Then, we examined the activation state of ERK1 and ERK2 in HS1 and HS2 cells by analyzing their phosphorylation (for review see Garrington and Johnson39). Serum- and Epo-starved 663 HS1 cells and serum-starved 606 HS2 cells were stimulated for 10 minutes with serum and/or Epo. The active phosphorylated forms of ERK1/2 proteins were detected in cell protein extracts by Western blotting with specific antibodies. In 663 HS1 cells (Figure 7B) grown in medium containing serum and 2 U/mL Epo, ERK1/2 were phosphorylated. After starvation, Epo (10 U/mL) appeared sufficient to stimulate ERK1/2, whereas serum did not. Treatment of the cells with the PI3K inhibitor LY294002 was without effect on the MAPK phosphorylation induced by Epo, whereas the MEK inhibitor U0126 impeded activation of ERK1 and ERK2. These data indicate that in HS1 cells, the activation of the MAPK pathway was strictly dependent on Epo and did not require PI3K activity. In 606 HS2 cells (Figure 7C), the detection of ERK1/2 phosphorylated forms was possible in unstimulated growth conditions as well as in serum-starvation growth conditions.

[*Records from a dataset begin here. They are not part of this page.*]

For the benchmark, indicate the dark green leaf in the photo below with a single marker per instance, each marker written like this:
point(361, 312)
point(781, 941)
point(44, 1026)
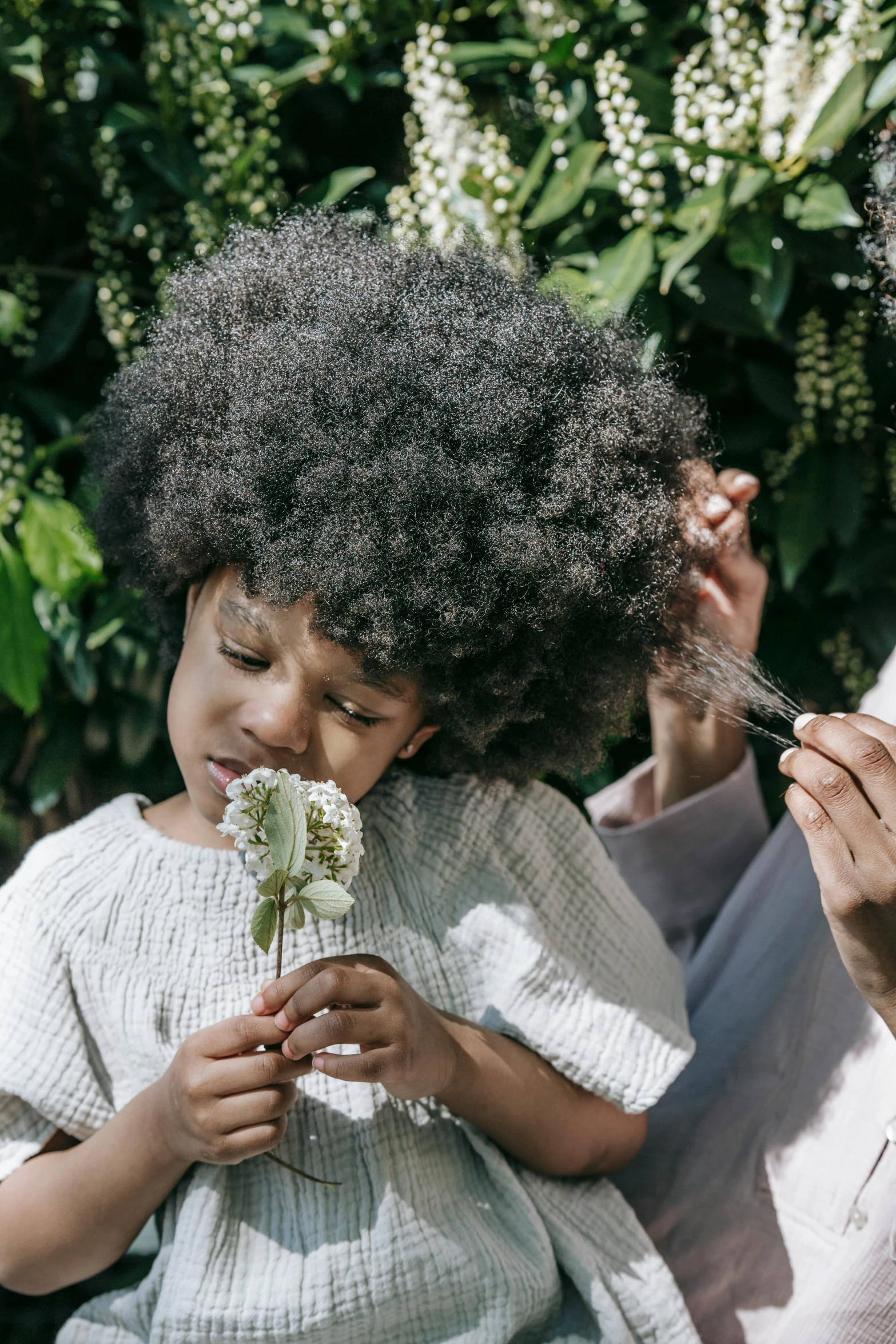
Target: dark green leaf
point(285, 827)
point(23, 647)
point(802, 516)
point(325, 900)
point(748, 242)
point(840, 116)
point(57, 546)
point(54, 765)
point(62, 328)
point(566, 189)
point(264, 925)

Again, the treatment of HS2 cells by U0127 abolished the ERK1/2 phosphorylation, whereas LY294002 remains inactive. Figure 7D shows that ERK1/2 constitutive phosphorylation was detected in other HS2 cell lines (921 and 931 cells). In the 622 cells, which were autocrine for Epo, the MAPK phosphorylation level appeared higher than in cells that were not autocrine, most probably because of additional Epo-induced signaling pathways. These results were consistent with the MAPK activities detected in the in vitro MAPK assay (Figure 7A) as well as with the faint increase in ERK1/2 phosphorylation level observed in Epo-stimulated 606 cells (Figure 7C, Figure 9B). Thus, we can conclude that the proliferation of HS2 cells is correlated to a constitutive activation of ERK1 and ERK2 in a PI3K-independent manner.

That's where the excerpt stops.